The ad which featured on Australian radio, begins with the sounds of bagpipes being played before a man with a strong Scottish accent introduces himself as the head distiller of Aldi's Highland Scotch Whisky.
A second voice, a woman with an English accent, then translates for him, despite protests from the original Scottish character stating that he was speaking in English.
One Scottish listener took offence to the ad, saying that they found the connotations that Scottish people cannot be understood offensive and complained to the Advertising Standards Board that the ad was racist.
The complaint read: “Advertisements like this perpetuate the stereotype that as a nation we cannot be understood.
“This should be taken in the context of would it be acceptable to put an interpreter on an advert for an Aboriginal product? No! There would be uproar.

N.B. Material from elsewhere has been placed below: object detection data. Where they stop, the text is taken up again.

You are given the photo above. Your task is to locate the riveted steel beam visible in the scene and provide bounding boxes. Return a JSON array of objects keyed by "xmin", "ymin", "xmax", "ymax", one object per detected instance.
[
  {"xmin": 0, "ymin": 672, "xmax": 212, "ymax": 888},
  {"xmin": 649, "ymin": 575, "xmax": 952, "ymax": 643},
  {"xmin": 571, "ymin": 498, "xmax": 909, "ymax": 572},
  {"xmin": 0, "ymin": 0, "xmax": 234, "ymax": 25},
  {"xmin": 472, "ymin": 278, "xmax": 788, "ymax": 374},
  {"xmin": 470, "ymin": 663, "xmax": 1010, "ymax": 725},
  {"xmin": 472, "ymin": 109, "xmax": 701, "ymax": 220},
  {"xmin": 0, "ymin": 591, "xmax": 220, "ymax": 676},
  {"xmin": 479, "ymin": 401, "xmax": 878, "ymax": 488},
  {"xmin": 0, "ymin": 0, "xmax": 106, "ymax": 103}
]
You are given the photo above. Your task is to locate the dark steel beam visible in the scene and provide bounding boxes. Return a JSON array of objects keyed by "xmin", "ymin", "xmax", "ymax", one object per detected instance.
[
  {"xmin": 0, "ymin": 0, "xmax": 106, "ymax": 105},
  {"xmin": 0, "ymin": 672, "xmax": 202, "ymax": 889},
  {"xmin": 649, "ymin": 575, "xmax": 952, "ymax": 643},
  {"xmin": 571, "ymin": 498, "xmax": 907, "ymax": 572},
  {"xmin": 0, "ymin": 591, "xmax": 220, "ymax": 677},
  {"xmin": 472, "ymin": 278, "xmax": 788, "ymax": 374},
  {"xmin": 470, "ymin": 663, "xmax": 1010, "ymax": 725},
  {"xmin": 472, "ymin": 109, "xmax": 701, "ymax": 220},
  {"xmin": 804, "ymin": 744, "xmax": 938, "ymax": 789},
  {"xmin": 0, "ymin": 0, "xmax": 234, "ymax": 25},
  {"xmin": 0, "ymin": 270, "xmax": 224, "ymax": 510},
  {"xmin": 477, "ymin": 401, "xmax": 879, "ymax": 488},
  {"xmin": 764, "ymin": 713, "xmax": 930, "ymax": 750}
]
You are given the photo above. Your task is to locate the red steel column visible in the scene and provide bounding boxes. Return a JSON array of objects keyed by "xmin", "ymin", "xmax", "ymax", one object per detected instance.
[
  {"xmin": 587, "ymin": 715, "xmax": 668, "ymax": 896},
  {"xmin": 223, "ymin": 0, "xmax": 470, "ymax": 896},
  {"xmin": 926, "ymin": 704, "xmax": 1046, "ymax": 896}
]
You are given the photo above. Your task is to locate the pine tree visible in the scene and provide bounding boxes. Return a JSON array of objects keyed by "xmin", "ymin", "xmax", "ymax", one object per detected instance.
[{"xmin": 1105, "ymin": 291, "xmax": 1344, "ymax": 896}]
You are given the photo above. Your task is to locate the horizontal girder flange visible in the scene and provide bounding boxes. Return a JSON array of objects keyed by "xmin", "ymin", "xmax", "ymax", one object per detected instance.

Why is it acceptable to be racist towards the Scottish?”
The supermarket chain dismissed the claim saying that the ad and the others in the series like it were simply intended to "light-hearted and humorous".
The advertising watchdog in Australia then ruled in German supermarket's favour, agreeing that the ad was not intended to cause offence.
“[The ads] highlight the provenance of ALDI’s liquor range though the highly distinctive accents of the producing region: France for ALDI’s Monsigny Champagne; New Zealand for ALDI’s Fraser Briggs Premium Lager; and in this case, Scotland for ALDI’s Highland Earl Whisky,” Aldi said.
The board did agree that making fun of a person’s accent is not necessarily acceptable, but found that the ad in question does not make fun of a Scottish accent but rather plays on a common scenario whereby a strong accent can be difficult for some people to understand despite the same language being spoken.
The board previously dismissed a similar complaint against another Australian company Patties Foods in 2011. In that case, the ad featured a voiceover that said: “Scots have never been very welcome on the Australian worksite.”
The ad featured Scottish men in kilts, apparently not wearing underwear, flashing their Australian workmates.
That complaint was also dismissed as the portrayal of the Scots was deemed to be so exaggerated that it became humorous rather than offensive.